In PacifiCorp, ScottishPower is inheriting a business with 1.4 million customers in six US states along with interests in 10,000 megawatts of coal-fired generation and a handful of coal mines. PacifiCorp also owns the electricity supply and distribution business serving Melbourne, Australia.
It also inherits a business that has underperformed both financially and managerially. PacifiCorp has not raised its dividend since 1993 and it has consistently undershot the "profit cap" imposed by its state regulators by an average of 25 per cent.
Whereas US utilities are typically allowed to earn a rate of return on equity of 12-13 per cent, PacifiCorp has struggled to achieve 10 per cent and in some states has slipped as low as 8-9 per cent. ScottishPower estimates that over the next four years it can generate annual efficiency savings of up to $200m without bumping up against its regulated rate of return.
Ian Russell, deputy chief executive of ScottishPower and the other half of the management duo that has plotted its spectacular expansion, says there are many myths about the US electricity industry.
One is that is it difficult, if not impossible for foreigners to buy into the industry because of the restrictions imposed through the Public Utilities Holding Act. The other myth, he says, is that there is only limited scope for earnings growth in the US because the US regulatory system caps profits, unlike the British one, which caps prices and therefore allows shareholders to hang onto any efficiency gains made.
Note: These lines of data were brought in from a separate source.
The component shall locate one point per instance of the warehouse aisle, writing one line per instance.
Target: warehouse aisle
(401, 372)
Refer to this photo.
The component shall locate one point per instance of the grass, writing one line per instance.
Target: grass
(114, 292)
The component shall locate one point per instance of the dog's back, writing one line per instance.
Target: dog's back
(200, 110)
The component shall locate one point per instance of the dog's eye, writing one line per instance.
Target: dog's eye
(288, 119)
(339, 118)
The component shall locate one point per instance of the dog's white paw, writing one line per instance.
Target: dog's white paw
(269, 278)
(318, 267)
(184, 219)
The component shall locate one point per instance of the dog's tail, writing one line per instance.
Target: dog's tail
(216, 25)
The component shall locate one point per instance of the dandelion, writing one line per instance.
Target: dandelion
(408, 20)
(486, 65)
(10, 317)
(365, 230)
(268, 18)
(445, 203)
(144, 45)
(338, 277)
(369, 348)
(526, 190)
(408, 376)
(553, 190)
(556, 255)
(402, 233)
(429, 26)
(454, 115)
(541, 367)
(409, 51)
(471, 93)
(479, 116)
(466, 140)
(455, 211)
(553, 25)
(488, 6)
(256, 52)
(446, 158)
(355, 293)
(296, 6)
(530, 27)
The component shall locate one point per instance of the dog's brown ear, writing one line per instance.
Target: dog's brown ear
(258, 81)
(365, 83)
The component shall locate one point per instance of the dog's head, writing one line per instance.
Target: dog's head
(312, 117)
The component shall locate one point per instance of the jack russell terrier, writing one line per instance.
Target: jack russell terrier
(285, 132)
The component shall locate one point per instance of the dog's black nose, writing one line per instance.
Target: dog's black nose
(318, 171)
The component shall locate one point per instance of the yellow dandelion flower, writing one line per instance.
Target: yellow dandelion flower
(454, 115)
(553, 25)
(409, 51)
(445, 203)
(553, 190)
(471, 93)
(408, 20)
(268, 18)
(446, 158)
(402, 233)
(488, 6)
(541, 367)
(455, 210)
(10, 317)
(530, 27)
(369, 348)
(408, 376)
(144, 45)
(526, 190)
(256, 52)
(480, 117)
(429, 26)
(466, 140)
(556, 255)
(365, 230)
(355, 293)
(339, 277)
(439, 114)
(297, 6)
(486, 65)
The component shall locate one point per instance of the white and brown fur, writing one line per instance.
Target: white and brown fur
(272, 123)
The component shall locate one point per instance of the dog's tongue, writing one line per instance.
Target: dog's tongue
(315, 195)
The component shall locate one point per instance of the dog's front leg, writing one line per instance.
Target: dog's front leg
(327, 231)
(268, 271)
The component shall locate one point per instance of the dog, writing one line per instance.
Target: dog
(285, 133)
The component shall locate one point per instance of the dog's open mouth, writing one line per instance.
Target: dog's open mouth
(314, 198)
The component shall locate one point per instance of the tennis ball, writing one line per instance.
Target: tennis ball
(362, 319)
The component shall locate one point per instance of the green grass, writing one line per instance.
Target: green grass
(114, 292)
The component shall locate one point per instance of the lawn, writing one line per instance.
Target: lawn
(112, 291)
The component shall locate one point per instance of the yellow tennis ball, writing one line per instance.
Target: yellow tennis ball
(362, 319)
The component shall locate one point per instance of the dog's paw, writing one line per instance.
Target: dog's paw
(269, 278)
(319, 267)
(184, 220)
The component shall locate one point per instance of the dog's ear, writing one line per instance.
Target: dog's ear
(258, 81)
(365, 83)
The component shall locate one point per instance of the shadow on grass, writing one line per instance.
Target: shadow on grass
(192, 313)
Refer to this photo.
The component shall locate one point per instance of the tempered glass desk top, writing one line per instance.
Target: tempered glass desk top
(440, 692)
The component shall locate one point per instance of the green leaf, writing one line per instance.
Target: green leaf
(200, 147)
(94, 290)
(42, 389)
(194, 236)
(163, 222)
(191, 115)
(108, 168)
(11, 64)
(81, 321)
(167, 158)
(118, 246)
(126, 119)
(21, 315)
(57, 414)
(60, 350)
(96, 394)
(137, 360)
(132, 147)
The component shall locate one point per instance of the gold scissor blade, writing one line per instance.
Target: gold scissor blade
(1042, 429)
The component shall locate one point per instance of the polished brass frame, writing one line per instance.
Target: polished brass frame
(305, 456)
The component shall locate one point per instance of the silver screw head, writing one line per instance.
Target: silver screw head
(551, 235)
Mr Russell says ScottishPower has been "welcomed with open arms" by the Securities and Exchange Commission while state regulatory approval should be received in five to six months since the deal raises no competition concerns but is merely a change of ownership.
He also points out that in two of the six states in which PacifiCorp operates - Oregon and Wyoming - incentive-based regulation has been introduced, allowing utilities to exceed their regulated rate of return and share the surplus between customers and shareholders.
The other big questionmark is how well ScottishPower's share offer will go down in the US and whether it has the firepower to match any rival cash bidder that might surface.
About half of PacifiCorp's shares are held by private investors. ScottishPower believes its all-paper offer will be attractive to them because there will be no tax to pay immediately while income growth, the main reason retail investors hold shares, will be superior.
Analysts also point out that ScottishPower has been assiduous in courting US investors. "When it goes on a roadshow it covers the country east coast to west. It is better known in the US than any other European utility," says one analyst.
In the past three years, the proportion of the company owned by US investors has risen from 1.5 per cent to 10 per cent. ScottishPower has not ruled out a rival bid for PacifiCorp. But, as Mr Russell says: "There are not many others who could afford to match us on a cash basis. And if another US utility decided to bid it could face competition problems and an 18- month wait for regulatory clearance."
Nevertheless, the PacifiCorp bid will be its most ambitious and most risky expansion to date.
Mr Robinson says: "We spent a year looking at the US, researching the market, and we are confident we have found the ideal partner." History will show whether those words stand the test of time.